23/10/2010
"El señor de las moscas", de William Golding
El señor de las moscas
Golding, William
Alianza Editorial
Es desasosegante este libro. ¿Tan poco común es el sentido común? La conclusión que saco es que la civilización, consecuencia del vivir en sociedad, con y para los demás, nos hace más hombres. No es una imposición, sino una consecuencia natural, es decir, propia de nuestra naturaleza humana. Le pongo un 8.
Copio un comentario de Alfredo Cruz, publicado en Nuestro Tiempo, que lo resume muy bien.

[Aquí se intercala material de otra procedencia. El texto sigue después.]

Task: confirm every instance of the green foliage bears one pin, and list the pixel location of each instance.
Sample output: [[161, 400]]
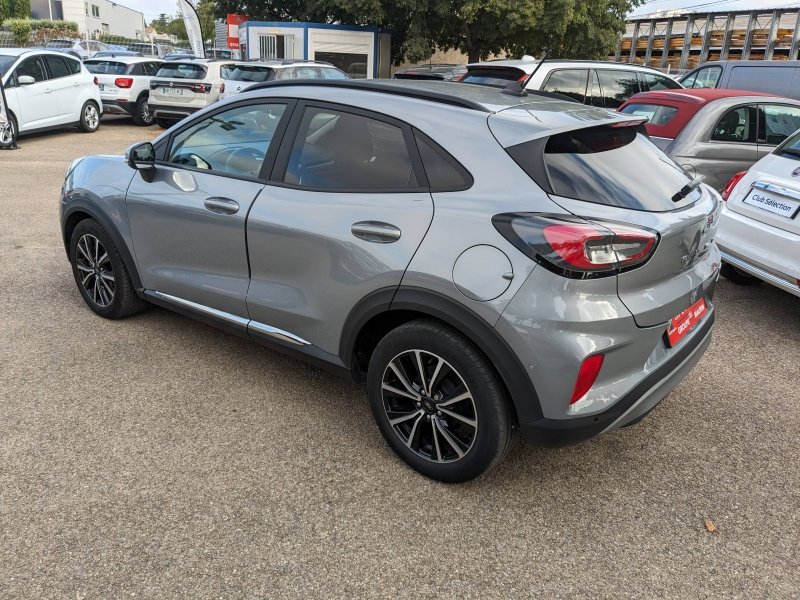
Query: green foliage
[[479, 28], [21, 9]]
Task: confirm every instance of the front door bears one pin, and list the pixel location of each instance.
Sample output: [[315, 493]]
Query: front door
[[347, 210], [188, 222], [38, 102]]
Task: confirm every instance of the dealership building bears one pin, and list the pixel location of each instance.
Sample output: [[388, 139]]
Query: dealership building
[[361, 52]]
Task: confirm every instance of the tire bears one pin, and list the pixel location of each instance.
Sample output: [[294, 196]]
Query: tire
[[105, 284], [141, 114], [442, 439], [90, 118], [8, 135], [738, 276]]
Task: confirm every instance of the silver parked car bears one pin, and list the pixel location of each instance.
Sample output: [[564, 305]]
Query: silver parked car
[[714, 134], [560, 289]]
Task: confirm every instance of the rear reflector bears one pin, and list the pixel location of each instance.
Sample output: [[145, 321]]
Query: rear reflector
[[590, 369], [728, 190]]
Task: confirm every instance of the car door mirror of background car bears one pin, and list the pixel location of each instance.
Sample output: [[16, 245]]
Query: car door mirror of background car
[[142, 157]]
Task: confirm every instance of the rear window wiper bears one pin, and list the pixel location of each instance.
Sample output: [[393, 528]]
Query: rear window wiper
[[686, 190]]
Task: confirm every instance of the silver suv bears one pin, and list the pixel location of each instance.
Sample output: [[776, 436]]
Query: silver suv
[[489, 264]]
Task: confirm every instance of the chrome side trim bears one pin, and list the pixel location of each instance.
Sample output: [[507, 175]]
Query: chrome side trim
[[277, 333], [205, 309], [761, 273], [776, 189]]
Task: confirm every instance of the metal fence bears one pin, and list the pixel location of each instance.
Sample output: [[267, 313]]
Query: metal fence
[[677, 43]]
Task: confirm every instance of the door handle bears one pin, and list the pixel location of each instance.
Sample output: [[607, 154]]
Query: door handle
[[375, 231], [222, 206]]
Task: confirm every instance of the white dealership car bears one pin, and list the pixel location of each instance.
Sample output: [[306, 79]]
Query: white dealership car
[[759, 230], [124, 83], [247, 74], [49, 90]]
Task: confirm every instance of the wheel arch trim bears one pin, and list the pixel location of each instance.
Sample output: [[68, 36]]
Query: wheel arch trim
[[82, 205]]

El Señor de las moscas puede ser entendida como una áspera y contundente respuesta a quienes todavía sospechen que es la sociedad la que corrompe al hombre. Un grupo de niños solos, sin ningún adulto, arrojados en una isla perdida a causa de un accidente aéreo, sirven de cobayas para el experimento humano que William Golding lleva a cabo al escribir la novela. Inicialmente, todo es armonía, cooperación entusiasta y gozosa camaradería. Las salpicaduras de “inocente” rudeza infantil no ensombrecen el panorama ni tienen mayor importancia –¡cosas de críos! diría cualquiera– mientras la herencia de civilización recibida sigue ejerciendo su autoridad y su efecto de contención en las mentes infantiles de los protagonistas. Pero poco a poco se produce una inquietante metamorfosis. La simpática escena de unos críos jugando a ser mayores evoluciona inexorablemente hacia el paroxismo de la barbarie y la brutalidad. ¿Cómo es posible que los mismos niños que pedían tener reglas, muchas reglas, como los mayores, acaben gritando frenéticamente “!Mata a la fiera, pártele el cráneo, córtale el cuello, derrama su sangre!”? Pero la verdadera e incómoda pregunta es esta otra: ¿por qué nos sorprende más lo segundo que lo primero? Esta evolución perturba y desazona al lector porque adivina hacia donde se dirige pero no acaba de ver cómo podría detenerse. Todo el proceso está gobernado por una dialéctica de alternativas superpuestas: vivir para la esperanza de ser rescatados, o hacer de la situación salvaje la norma del propio vivir; reproducir en miniatura el mundo familiar y protector que se añora, o entregarse al atractivo de la alegría salvaje, de la fuerza indómita y desafiante; vencer los miedos imaginarios y postular responsablemente que la Naturaleza es amiga, o sucumbir a la sugestión de estar bajo una amenaza monstruosa. Y la balanza se inclina sin remedio hacia el segundo término de estos binomios. Cuanto más terreno gana el miedo, más sentido y valor adquiere la fuerza brutal del que sabe contestar a lo salvaje en su propia lengua. Desde su mismo ápice, cuando ya parece incontenible, la barbarie se derrumba de golpe ante una inesperada visión: una gorra, un revólver, una lancha, una metralleta. Todo se para. Caen los gritos... y las lanzas. Por fin, estamos en casa. ¿Es cierto que la civilización no le debe nada al temor?